Among 1,031 responses to this unscientific poll, 601 wanted to keep the restrictions -- basically that guns should be unloaded and kept where they are not accessible, such as the trunk -- while 430 wanted them lifted.

The issue got into the news when 47 U.S. senators, including both senators from Montana, requested that the policy be changed.

Here are some readers' comments:

- Let's be clear, we already have the right to bring firearms into national parks. Hunters have transported guns through the park for years. National parks are by definition special places established for the enjoyment of the people and to preserve our American heritage including wildlife. The current policy allowing guns in the parks is working. It protects the safety of the visitors and the sanctity of the wildlife resource while not trampling our second amendment rights. The current effort to liberalize the policy is nothing more than a political action by paranoid gun-toting wingnuts in Idaho. It's doubtful that they really feel the need to have a loaded rifle over their shoulder in the dining area of Old Faithful with dozens of kids and families at their side. But if they do feel that need, then arguably they are the dangerous one.

- The government has no right, under the Constitution, to limit citizens' gun rights, even in national parks.

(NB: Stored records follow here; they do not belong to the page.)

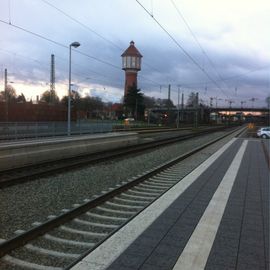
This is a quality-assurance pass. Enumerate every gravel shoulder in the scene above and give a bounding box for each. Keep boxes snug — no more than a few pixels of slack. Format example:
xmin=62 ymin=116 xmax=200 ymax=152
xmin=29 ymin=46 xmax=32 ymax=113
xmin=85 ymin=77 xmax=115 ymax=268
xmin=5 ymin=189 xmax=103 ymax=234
xmin=0 ymin=132 xmax=238 ymax=239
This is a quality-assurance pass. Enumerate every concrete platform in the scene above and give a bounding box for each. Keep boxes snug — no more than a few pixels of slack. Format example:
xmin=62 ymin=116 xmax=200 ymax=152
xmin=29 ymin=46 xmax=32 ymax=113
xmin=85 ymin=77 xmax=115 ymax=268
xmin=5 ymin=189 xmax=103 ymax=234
xmin=72 ymin=139 xmax=270 ymax=270
xmin=0 ymin=132 xmax=138 ymax=171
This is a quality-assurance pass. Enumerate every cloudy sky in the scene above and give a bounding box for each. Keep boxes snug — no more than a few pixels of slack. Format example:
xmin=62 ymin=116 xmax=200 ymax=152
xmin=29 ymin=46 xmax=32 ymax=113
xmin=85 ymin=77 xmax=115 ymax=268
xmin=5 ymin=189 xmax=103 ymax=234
xmin=0 ymin=0 xmax=270 ymax=107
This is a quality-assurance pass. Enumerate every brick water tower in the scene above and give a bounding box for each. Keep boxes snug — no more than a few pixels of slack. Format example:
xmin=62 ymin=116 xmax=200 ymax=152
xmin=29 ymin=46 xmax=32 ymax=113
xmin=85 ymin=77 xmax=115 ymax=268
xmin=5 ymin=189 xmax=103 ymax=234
xmin=121 ymin=41 xmax=142 ymax=96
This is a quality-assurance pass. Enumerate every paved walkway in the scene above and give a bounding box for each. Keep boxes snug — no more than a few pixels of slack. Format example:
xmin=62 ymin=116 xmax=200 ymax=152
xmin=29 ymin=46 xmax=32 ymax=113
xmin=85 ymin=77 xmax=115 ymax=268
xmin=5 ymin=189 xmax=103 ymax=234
xmin=73 ymin=139 xmax=269 ymax=270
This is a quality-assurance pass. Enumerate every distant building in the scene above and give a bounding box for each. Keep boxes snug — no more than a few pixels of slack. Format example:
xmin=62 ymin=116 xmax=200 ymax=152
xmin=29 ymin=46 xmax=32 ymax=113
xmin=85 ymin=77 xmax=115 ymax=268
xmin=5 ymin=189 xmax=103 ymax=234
xmin=121 ymin=41 xmax=143 ymax=96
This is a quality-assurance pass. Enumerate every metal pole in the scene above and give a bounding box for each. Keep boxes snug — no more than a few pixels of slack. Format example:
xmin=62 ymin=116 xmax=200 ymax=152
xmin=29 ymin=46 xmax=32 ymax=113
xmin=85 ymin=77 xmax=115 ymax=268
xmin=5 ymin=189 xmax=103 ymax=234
xmin=177 ymin=86 xmax=180 ymax=128
xmin=67 ymin=45 xmax=71 ymax=136
xmin=5 ymin=68 xmax=9 ymax=122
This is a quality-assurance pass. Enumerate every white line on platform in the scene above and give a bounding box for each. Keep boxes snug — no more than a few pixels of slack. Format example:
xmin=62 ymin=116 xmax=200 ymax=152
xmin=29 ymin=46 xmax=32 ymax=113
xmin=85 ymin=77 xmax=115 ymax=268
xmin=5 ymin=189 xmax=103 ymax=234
xmin=173 ymin=141 xmax=247 ymax=270
xmin=71 ymin=139 xmax=236 ymax=270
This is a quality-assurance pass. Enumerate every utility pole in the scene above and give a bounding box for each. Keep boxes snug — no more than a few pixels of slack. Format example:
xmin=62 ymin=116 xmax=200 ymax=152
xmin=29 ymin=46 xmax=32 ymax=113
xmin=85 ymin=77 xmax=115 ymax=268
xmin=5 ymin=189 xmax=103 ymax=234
xmin=50 ymin=54 xmax=55 ymax=103
xmin=177 ymin=85 xmax=180 ymax=128
xmin=181 ymin=93 xmax=184 ymax=121
xmin=194 ymin=92 xmax=199 ymax=128
xmin=4 ymin=68 xmax=9 ymax=122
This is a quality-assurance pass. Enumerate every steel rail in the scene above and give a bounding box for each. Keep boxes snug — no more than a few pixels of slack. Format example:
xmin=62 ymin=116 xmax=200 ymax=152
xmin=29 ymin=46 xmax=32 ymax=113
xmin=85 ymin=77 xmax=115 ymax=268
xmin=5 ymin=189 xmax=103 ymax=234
xmin=0 ymin=125 xmax=246 ymax=258
xmin=0 ymin=124 xmax=234 ymax=189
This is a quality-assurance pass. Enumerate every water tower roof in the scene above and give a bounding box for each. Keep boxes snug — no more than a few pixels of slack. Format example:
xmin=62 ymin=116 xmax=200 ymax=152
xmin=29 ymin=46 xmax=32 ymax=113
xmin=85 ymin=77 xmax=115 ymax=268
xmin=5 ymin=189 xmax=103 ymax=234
xmin=121 ymin=41 xmax=142 ymax=57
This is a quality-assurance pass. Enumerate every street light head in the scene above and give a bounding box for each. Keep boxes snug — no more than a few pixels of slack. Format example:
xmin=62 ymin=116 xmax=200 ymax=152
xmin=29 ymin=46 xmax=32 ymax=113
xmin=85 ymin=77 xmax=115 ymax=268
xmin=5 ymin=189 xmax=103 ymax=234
xmin=70 ymin=41 xmax=81 ymax=48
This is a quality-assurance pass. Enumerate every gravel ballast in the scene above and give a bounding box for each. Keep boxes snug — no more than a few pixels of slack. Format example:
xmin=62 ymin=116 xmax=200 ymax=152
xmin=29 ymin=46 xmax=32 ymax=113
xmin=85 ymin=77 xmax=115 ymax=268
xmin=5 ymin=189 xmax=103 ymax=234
xmin=0 ymin=129 xmax=239 ymax=239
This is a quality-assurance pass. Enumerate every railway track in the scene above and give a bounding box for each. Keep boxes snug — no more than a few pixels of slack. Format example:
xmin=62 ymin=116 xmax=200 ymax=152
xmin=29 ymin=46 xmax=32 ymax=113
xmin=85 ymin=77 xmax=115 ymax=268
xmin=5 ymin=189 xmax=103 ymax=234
xmin=0 ymin=124 xmax=232 ymax=188
xmin=0 ymin=127 xmax=245 ymax=270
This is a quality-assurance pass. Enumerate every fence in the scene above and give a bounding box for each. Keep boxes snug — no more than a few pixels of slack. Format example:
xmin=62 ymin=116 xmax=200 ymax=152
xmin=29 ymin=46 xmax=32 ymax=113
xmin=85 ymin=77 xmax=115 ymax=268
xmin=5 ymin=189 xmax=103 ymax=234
xmin=0 ymin=120 xmax=115 ymax=140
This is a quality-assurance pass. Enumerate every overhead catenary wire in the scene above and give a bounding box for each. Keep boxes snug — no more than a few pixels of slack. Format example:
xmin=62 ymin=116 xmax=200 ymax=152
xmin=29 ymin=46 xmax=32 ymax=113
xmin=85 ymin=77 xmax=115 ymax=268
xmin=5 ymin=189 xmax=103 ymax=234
xmin=135 ymin=0 xmax=228 ymax=97
xmin=171 ymin=0 xmax=232 ymax=92
xmin=40 ymin=0 xmax=174 ymax=79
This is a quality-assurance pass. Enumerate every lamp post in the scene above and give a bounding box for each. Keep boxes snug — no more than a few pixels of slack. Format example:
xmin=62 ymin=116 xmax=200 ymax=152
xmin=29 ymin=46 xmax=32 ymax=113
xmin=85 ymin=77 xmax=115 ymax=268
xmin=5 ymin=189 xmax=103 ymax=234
xmin=67 ymin=41 xmax=81 ymax=136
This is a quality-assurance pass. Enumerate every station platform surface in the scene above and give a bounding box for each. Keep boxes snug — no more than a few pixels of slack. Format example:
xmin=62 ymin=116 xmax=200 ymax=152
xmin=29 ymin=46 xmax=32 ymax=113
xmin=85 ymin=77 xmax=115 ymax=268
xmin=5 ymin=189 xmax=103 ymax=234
xmin=72 ymin=138 xmax=270 ymax=270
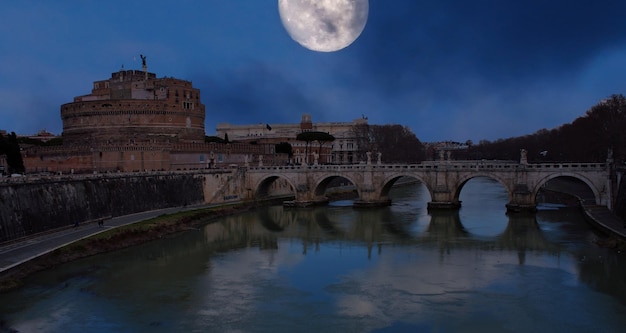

- (The National Parks Conservation Association) is very strongly opposed to changing the regulations in question.... The regulations were promulgated with the due procedural consideration during the Reagan administration.... It makes no sense to mount the costly and time-consuming procedure legally demanded by such a proposed rule change merely as a test of political will when the existing regulation is reasonable and any perceived inconvenience it creates is minimal. There is simply no legitimate or substantive reason for a thoughtful sportsman to carry a loaded gun in a national park unless that park permits hunting.